Essas questões técnicas, que hoje talvez pareçam entediantes para o leitor comum, importam muito para a imaginação criativa de Paul Valéry, como ele mesmo relata em seu texto. Mas é claro, não será isso o único prato a ser servido no poema. Uma vez que perambula pela morada dos mortos, a ligação com Dante é inevitável. E ela se dá não apenas pelo metro (a Divina Comédia é toda composta em hendecassílabos, que corresponde ao decassílabo em francês ou em português), mas também pela sua formidável sequência de imagens. Tal como o poeta italiano, o “Cemitério Marinho” é um primor de fanopeias.
O horário escolhido para o poema-solilóquio é o meio-dia, momento em que o sol se encontra a pino, numa região marcada pelo azul. Ao contrário do “Corvo”, de Edgar Allan Poe, que abre com “Once upon a midnight dreary” (Certa vez numa meia-noite sombria), o “Cemitério” se abre com um “Midi le juste y compose de feux” (O Meio-dia compondo com fogos). Se o corvo de Poe aparece em meio a cansadas horas de estudo e trabalho do narrador, aqui nos deparamos com um teto tranquilo onde passeiam pombas brancas. Ambos os poemas vagueiam por longos minutos na retina do leitor. Ambos buscam os efeitos de uma relação com a morte. Mas onde o corvo de Poe diz “nunca mais”, Paul Valéry declara: “ainda não” ou, para ser mais preciso: “há que se tentar viver”. Embora especule sobre a morte, como apontou Borges, o poema é uma imensa declaração de amor pela vida.
Talvez este seja também um sentimento mediterrâneo. Desse mesmo Mediterrâneo que banha simultaneamente três continentes. Três continentes de histórias que se interpenetram. O mesmo mar que banhou o africano Egito, milênios atrás, com sua relação particular com a morte. Que banha a Palestina e Israel nos tempos de agora e que ainda hoje é palco da dor humana, entre a morte e a vida.
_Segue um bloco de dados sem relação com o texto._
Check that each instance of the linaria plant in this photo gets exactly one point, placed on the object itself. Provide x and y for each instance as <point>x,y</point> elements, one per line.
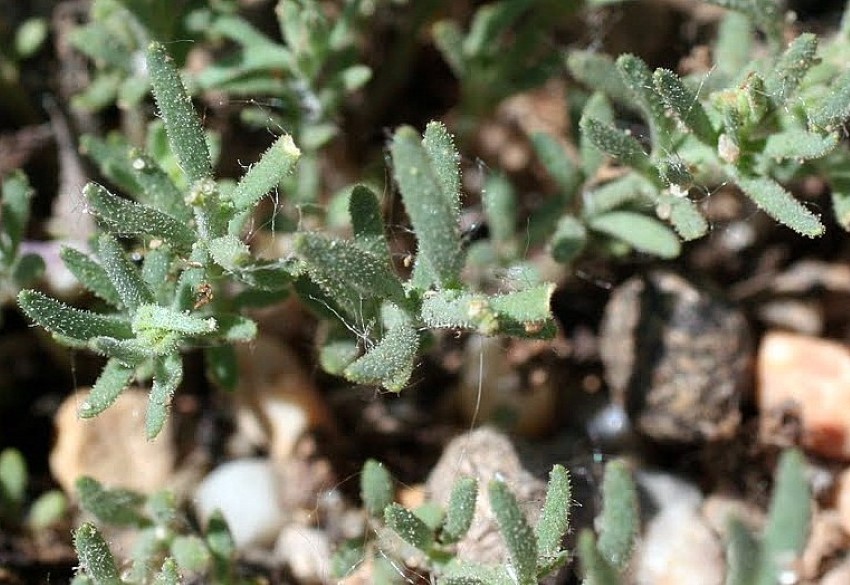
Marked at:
<point>165,551</point>
<point>774,557</point>
<point>17,267</point>
<point>758,123</point>
<point>189,252</point>
<point>170,291</point>
<point>15,512</point>
<point>534,552</point>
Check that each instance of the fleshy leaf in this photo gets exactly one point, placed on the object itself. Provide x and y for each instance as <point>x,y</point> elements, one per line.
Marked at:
<point>779,204</point>
<point>639,231</point>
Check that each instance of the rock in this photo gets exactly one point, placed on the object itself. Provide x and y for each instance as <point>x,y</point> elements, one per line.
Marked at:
<point>827,540</point>
<point>676,357</point>
<point>307,553</point>
<point>678,545</point>
<point>483,454</point>
<point>111,447</point>
<point>805,382</point>
<point>246,492</point>
<point>277,400</point>
<point>838,575</point>
<point>842,499</point>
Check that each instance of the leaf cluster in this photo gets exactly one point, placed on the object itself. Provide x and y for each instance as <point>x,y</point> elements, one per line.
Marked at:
<point>169,291</point>
<point>17,267</point>
<point>166,551</point>
<point>534,552</point>
<point>16,512</point>
<point>355,280</point>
O Mediterrâneo tricontinental do Cemitério Marinho tem, não vamos nos esquecer, um fundo que perpassa muitos e antigos sentimentos humanos. Poderia ser reescrito diante de outras grandes águas do mundo. Em arquipélagos e tremores, em ilhas do Pacífico, no Caribe ou na praia de Santos.
Voltemos a 1945. Paul Valéry estava com a saúde fraca, enfraquecido pela idade, pela decepção, pela falta de fé no futuro. Mas mantinha uma animada correspondência com uma mulher chamada Jeanne Leviton. No dia 13 de abril daquele ano, ele lhe escreve em meio a uma longa carta:
Jouvet, na conferência sobre sua viagem, falou de minha imensa glória na América do Sul, e dos negros que recitam o C[emitério] M[arinho]. É magnífico. Quer dizer que talvez eu já esteja pronto para ser enterrado, maduro para necrológios[18].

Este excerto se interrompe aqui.